Giddy with relief not to have fallen into the fangs of the dogs, Kahlan grabbed the horse’s mane with both fists and swung one leg up and over the frightened animal’s back.

Finally mounted, she thumped the horse’s ribs with her heels. She wanted to go ahead to the wagon’s driver to get help, but the hounds raced in and blocked the way. Others leaped up, trying to grab her feet and legs and drag her down. The horse, terrified of the dogs, cut a course sharply away from the wagon. With no time to lose, Kahlan leaned over the withers and urged the animal into a gallop. The horse was only too happy to bolt off into the night.

The pack of hounds were in hot pursuit.

CHAPTER 74

Anything at all?” Richard asked Berdine in a quiet voice.

“Dead quiet out here, Lord Rahl.” Berdine pointed a thumb back over her shoulder. “I looked in on the Mother Confessor earlier and she was sleeping soundly. After that I took a tour of the area just to satisfy myself that there was no one around and nothing out of the ordinary. Then I came back up to this end of the hall and I’ve been right here outside the door ever since. The Mother Confessor has been a perfect patient. I haven’t heard a peep out of her.”

Richard laid a hand gently on the Mord-Sith’s red-leather-clad shoulder. “Thanks, Berdine.”

“Has the machine had anything else to say, Lord Rahl?”

Richard paused and looked back at her. “It’s had a lot to say, but I’m afraid that none of it is very useful.”

“Maybe we need the missing part of the book Regula in order to understand it.”

He’d had the same thought. “Maybe.”

Richard left Berdine outside in the hall and the soldiers of the First File off down the corridor to either side making certain that no one could get to their room.

Alone, Richard quietly closed the door behind himself as he stepped into the nearly dark bedroom where Kahlan was sleeping. He had turned down the wick on the lamp when he had checked on her earlier, so it was difficult to see much of anything. He didn’t want to turn the lamp up and risk waking her.

He was exhausted.

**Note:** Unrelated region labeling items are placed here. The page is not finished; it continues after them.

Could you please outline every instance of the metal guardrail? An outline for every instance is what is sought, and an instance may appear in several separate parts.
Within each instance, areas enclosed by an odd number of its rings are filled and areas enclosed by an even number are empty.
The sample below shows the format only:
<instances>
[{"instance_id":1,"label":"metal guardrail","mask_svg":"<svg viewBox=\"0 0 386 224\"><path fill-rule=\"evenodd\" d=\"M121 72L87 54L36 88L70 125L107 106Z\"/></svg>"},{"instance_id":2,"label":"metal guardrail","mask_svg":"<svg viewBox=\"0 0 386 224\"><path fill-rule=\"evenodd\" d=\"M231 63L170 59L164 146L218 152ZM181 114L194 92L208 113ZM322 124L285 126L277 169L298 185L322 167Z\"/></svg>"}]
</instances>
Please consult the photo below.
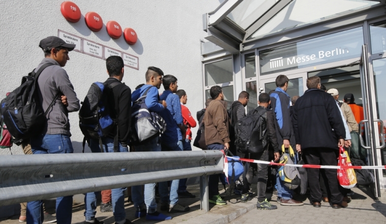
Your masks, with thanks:
<instances>
[{"instance_id":1,"label":"metal guardrail","mask_svg":"<svg viewBox=\"0 0 386 224\"><path fill-rule=\"evenodd\" d=\"M0 157L0 206L222 172L218 150L7 155Z\"/></svg>"}]
</instances>

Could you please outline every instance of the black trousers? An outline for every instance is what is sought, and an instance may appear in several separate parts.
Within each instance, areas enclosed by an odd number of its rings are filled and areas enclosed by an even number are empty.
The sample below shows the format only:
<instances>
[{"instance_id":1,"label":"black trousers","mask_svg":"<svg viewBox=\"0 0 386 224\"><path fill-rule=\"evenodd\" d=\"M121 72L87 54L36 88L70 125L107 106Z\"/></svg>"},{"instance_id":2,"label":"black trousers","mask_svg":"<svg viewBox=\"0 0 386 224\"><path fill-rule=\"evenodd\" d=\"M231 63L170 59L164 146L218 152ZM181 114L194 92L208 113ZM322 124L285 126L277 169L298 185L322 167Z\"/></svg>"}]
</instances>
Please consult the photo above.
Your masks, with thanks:
<instances>
[{"instance_id":1,"label":"black trousers","mask_svg":"<svg viewBox=\"0 0 386 224\"><path fill-rule=\"evenodd\" d=\"M246 155L246 157L248 155ZM256 160L268 161L268 150L266 149L260 153L250 153L250 159ZM261 163L249 163L249 168L247 170L246 178L243 178L243 193L245 194L249 191L250 185L255 175L256 171L258 175L258 200L260 202L266 199L266 188L267 188L267 179L268 178L268 165Z\"/></svg>"},{"instance_id":2,"label":"black trousers","mask_svg":"<svg viewBox=\"0 0 386 224\"><path fill-rule=\"evenodd\" d=\"M309 148L302 151L306 159L306 164L336 166L338 164L336 154L337 150L337 149L327 148ZM312 202L321 201L321 191L319 185L319 172L320 169L307 169L308 186L310 187ZM331 202L333 204L341 204L343 195L339 191L336 169L325 169L325 173L331 194Z\"/></svg>"}]
</instances>

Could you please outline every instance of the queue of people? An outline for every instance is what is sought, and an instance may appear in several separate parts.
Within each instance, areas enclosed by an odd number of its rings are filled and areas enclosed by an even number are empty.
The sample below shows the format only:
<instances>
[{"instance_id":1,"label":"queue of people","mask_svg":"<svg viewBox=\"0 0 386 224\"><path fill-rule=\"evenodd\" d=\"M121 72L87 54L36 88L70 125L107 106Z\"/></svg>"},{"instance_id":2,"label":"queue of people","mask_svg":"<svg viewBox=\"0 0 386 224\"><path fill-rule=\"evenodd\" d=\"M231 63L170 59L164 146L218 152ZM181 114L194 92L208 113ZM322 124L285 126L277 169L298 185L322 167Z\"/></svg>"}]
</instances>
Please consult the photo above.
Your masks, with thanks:
<instances>
[{"instance_id":1,"label":"queue of people","mask_svg":"<svg viewBox=\"0 0 386 224\"><path fill-rule=\"evenodd\" d=\"M47 122L43 133L23 141L23 145L30 146L34 154L72 153L74 150L70 139L68 114L79 111L81 105L63 67L70 59L69 53L75 46L66 43L58 37L50 36L42 40L39 47L44 53L45 58L36 71L47 63L52 64L43 70L37 81L39 102L47 111ZM286 93L288 78L283 75L278 76L276 80L276 89L269 95L261 94L259 96L259 106L248 111L247 114L245 109L249 101L247 92L240 93L238 100L232 103L230 110L227 110L222 88L213 86L209 92L210 98L205 103L206 108L197 112L197 123L185 106L186 93L178 89L176 77L164 75L160 69L149 67L145 75L145 84L138 86L132 93L131 88L122 82L124 76L122 58L111 56L106 59L106 63L109 77L104 84L107 86L109 103L105 106L110 111L110 115L116 121L117 128L113 128L109 135L99 140L90 139L92 153L191 151L191 128L198 123L200 126L205 127L203 137L208 150L228 149L246 158L278 161L281 156L280 149L283 148L284 152L287 152L292 148L303 154L306 164L336 165L338 147L343 146L356 147L353 150L358 153L358 156L365 156L361 154L358 145L358 121L362 118L357 117L357 115L360 116L361 110L355 105L353 96L346 95L344 103L338 102L338 91L332 89L326 92L320 89L322 85L317 76L307 79L308 90L303 96L291 99ZM158 89L162 85L165 91L160 95ZM155 135L142 142L131 142L132 106L143 98L148 111L159 114L167 128L160 136ZM235 124L245 116L256 114L261 119L259 123L264 127L262 128L267 133L261 138L264 139L260 140L269 143L258 153L241 154L235 147ZM353 139L356 140L350 141ZM271 150L273 153L270 153ZM296 158L292 159L296 162ZM294 191L283 183L278 173L276 178L271 178L272 180L268 181L267 165L245 164L245 168L246 175L240 181L242 201L250 200L253 195L250 184L257 173L258 209L277 208L266 197L266 189L273 187L268 186L267 183L272 183L277 190L277 203L280 205L303 205L303 202L293 198ZM313 205L320 207L320 202L323 200L330 200L334 208L347 207L347 203L350 200L348 196L350 193L339 188L336 171L326 169L320 173L319 171L319 169L310 169L308 172ZM227 202L219 193L219 174L209 176L209 202L225 205ZM324 180L324 184L320 184L320 180ZM145 217L149 220L163 221L172 219L166 213L188 211L189 206L183 205L179 200L179 198L196 197L186 190L186 178L173 180L170 182L170 188L168 182L158 183L163 213L157 211L156 183L132 187L131 198L136 208L135 216ZM328 194L323 194L321 189L323 187L329 189ZM116 223L132 223L126 218L125 190L126 188L121 188L102 192L101 211L113 211ZM96 198L99 194L90 192L85 195L85 223L103 223L95 218ZM71 223L72 201L71 196L56 199L56 219L58 223ZM28 223L42 224L51 221L46 217L47 215L43 204L43 201L27 203L25 215ZM21 216L20 220L24 221L24 218Z\"/></svg>"}]
</instances>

It was going to be morning soon. He needed to get some sleep. He wished he hadn’t wasted so much time with the machine.

Not wanting to disturb Kahlan, Richard thought that maybe he would sleep in a chair. She needed a good rest in order to recover from her fever. He was thankful that his grandfather had put a poultice on her arm to help draw out the infection.

His own scratch from the boy down in the market had long ago healed. He had thought that Kahlan’s had as well. It was more than a little

worrisome the way it had returned so suddenly, especially after Zedd had healed it with his gift.

On his way to the chair, Richard’s feet caught up a blanket lying in the middle of the floor.

He thought that Kahlan, in a fevered sleep, must have thrown off her cover. He picked it up by the edge and held it up to lay it back over her.

In the dim light from the lantern, on the way to the bed, Richard paused. Something was wrong. Even if Kahlan had thrown the blanket off in her sleep, it seemed unlikely she could have thrown it that far.

The first thing that instantaneously flashed through his mind was the machine’s warning that hounds would take her from him. Almost at the same time, he remembered Queen Catherine lying dead on the floor, her middle viciously ripped open by some kind of animals with fangs.

Richard dropped the blanket and rushed to the bed. Kahlan wasn’t there. He stared for a moment at the rumpled, empty bed before turning up the wick on the lamp and scanning the room. He didn’t see her anywhere.

When he glanced up, Richard saw that the door to the balcony was open. His first thought was that maybe her fever had driven her out on the balcony to get some relief in the cool night air.